When selecting a software stack for a project we are about to engage in (i.e. a “stack”), we look at several main factors:
- Cost of Development
- Ease of Maintenance
- Quality of Platform
- Long-Term Viability of Platform
Since most of the work that we do is in the enterprise business space, we often find ourselves choosing the Microsoft stack (because it fits in most easily with the infrastructure, skill set and tooling of most business customers). But how does this software stack fulfill the list of requirements above? Is it a good choice for those factors?
For the sake of this analysis, let’s look at the common setup of using Microsoft’s ASP.NET MVC for a web-based application development project, with C# as a base language and Microsoft SQL Server as the database. Below is how this software stack satisfies each of our main decision factors, and why we often recommend this as one of the best solutions on the market.
Cost of Development
One of the greatest strengths of the Microsoft software stack is the RAD (rapid application development) tools provided by the platform. These tools make more of the work of developing an application drag-and-drop for developers, and allow us to use a great deal of pre-made components to lessen the development time needed. This means that compared to only a few years ago, development costs are as much as half of what they used to be.

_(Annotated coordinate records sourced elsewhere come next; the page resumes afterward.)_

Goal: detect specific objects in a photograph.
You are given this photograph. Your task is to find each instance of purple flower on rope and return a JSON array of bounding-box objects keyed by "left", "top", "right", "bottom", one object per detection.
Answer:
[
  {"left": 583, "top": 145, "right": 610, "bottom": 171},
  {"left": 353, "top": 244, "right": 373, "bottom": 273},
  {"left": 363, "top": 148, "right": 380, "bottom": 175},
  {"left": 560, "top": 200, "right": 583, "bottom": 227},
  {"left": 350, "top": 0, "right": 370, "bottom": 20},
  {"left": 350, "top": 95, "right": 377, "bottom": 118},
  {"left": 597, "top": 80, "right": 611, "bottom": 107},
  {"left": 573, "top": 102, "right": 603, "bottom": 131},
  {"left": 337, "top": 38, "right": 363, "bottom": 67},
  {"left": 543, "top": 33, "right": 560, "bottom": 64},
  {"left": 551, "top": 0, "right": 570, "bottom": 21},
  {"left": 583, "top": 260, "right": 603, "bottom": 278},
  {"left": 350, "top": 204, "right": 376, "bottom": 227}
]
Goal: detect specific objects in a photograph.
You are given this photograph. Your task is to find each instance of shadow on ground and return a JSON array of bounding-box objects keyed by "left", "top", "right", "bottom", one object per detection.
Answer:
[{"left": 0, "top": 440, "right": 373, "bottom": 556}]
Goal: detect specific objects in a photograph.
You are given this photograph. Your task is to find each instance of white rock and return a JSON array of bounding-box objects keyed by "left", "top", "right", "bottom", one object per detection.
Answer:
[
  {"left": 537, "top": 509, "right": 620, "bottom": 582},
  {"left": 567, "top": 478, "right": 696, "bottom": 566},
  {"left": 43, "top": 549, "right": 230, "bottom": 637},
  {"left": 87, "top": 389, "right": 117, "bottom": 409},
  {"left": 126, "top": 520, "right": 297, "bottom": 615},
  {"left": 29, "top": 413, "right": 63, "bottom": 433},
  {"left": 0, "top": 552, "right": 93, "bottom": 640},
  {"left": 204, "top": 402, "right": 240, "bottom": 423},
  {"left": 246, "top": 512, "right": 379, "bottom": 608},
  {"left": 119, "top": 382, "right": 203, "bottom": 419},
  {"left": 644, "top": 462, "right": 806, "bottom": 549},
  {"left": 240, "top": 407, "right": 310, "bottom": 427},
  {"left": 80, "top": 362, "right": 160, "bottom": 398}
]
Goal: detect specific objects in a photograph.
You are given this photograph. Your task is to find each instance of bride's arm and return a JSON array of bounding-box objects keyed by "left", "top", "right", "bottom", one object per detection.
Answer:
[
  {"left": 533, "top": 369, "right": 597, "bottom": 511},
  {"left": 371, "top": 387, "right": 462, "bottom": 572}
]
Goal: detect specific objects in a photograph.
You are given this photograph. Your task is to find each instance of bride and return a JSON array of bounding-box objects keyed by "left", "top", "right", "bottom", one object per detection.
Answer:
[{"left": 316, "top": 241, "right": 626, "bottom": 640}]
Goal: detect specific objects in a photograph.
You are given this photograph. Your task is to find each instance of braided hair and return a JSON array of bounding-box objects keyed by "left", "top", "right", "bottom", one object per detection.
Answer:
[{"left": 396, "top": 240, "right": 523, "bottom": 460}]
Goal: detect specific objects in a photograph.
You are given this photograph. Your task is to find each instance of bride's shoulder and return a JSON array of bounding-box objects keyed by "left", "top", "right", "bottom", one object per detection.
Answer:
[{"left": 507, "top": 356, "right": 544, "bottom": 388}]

The main development environment used in the .NET ecosystem is Visual Studio – this is a powerful tool created and supplied by Microsoft to the be exclusive development environment of .NET. Other open-source platforms (such as PHP, Ruby, etc.) don’t have their own supplied development environment, which means that developers end up using “free” open source tools that aren’t custom tailored to that use. This hurts their ability to work quickly (and cheaply), because the tool they are using isn’t customized to the software stack they are working in.
Ease of Maintenance
The .NET ecosystem has been on the market since 2002, and has continually evolved and adapted to include the latest ideas in Computer Science as they become accepted in the field. Because of this longevity, there are a great deal of developers available who are familiar with these technologies, so it isn’t impossible to find someone to maintain your system, should you someday choose to move the maintenance of the system in-house.
For other open source type platforms, there often is a “flavor of the week” effect, meaning that while technology XYZ might be popular right now, in 6 months it might be impossible to find anyone who knows how to work in it. This means big expenses to find someone familiar with the tech.
Quality of Platform
Outside of the Microsoft world, we often find that other software stacks are far from robust, or are otherwise limited. With the .NET platform, you can write one section of code and reuse it in a website, a desktop application, a server application, or even an embedded piece of hardware in your microwave. There’s a ton of possibility for code re-use, which saves you money.
Additionally, we find that when other developers come from a background such as PHP, their code quality tends to be very low, because there aren’t the kind of strict guidelines and standards that .NET tends to impress upon its users. Generally these sort of developers started out as designers or “webmasters”, and not true programmers. Poor quality and low maintainability is the result, leading to massive re-writes every few years.
Long-Term Viability of Platform
In 2002, when .NET became available on the market, ColdFusion was still immensely popular, as was Java and Visual Basic. A few short years later, PHP and Ruby became available and grew in popularity. Since then, ColdFusion is dead and discontinued, Visual Basic is unused, and even Java has been restricted mainly to large corporate environments too heavily invested in Java to back out. And even Ruby and PHP have fallen out of favor, which several newer “flavor of the week” technologies taking their place in the market in terms of popularity – such as Meteor, Go, etc. – and all this time, what remains a steady, popular platform still pumping out enterprise quality code for the majority of the Fortune 2000? Microsoft .NET. It’s a long-term stable option which means that you can expect that your system gets long-term use for a long life.
If you’ve worked with software developers before, you know that sometimes developers can have an almost religious commitment to their toolsets and software stacks of choice. So, many developers might disagree with some of my analysis. In fact, in many cases I might disagree with myself, because there is no one platform or software stack that is the best tool for all needs. Because of this, we often find ourselves working in and recommending other tools than what is discussed above – we believe that the stack alone is not what makes great software. What makes great software is having the smartest developer you can get, having great communication, and having a commitment to and expectation for excellence.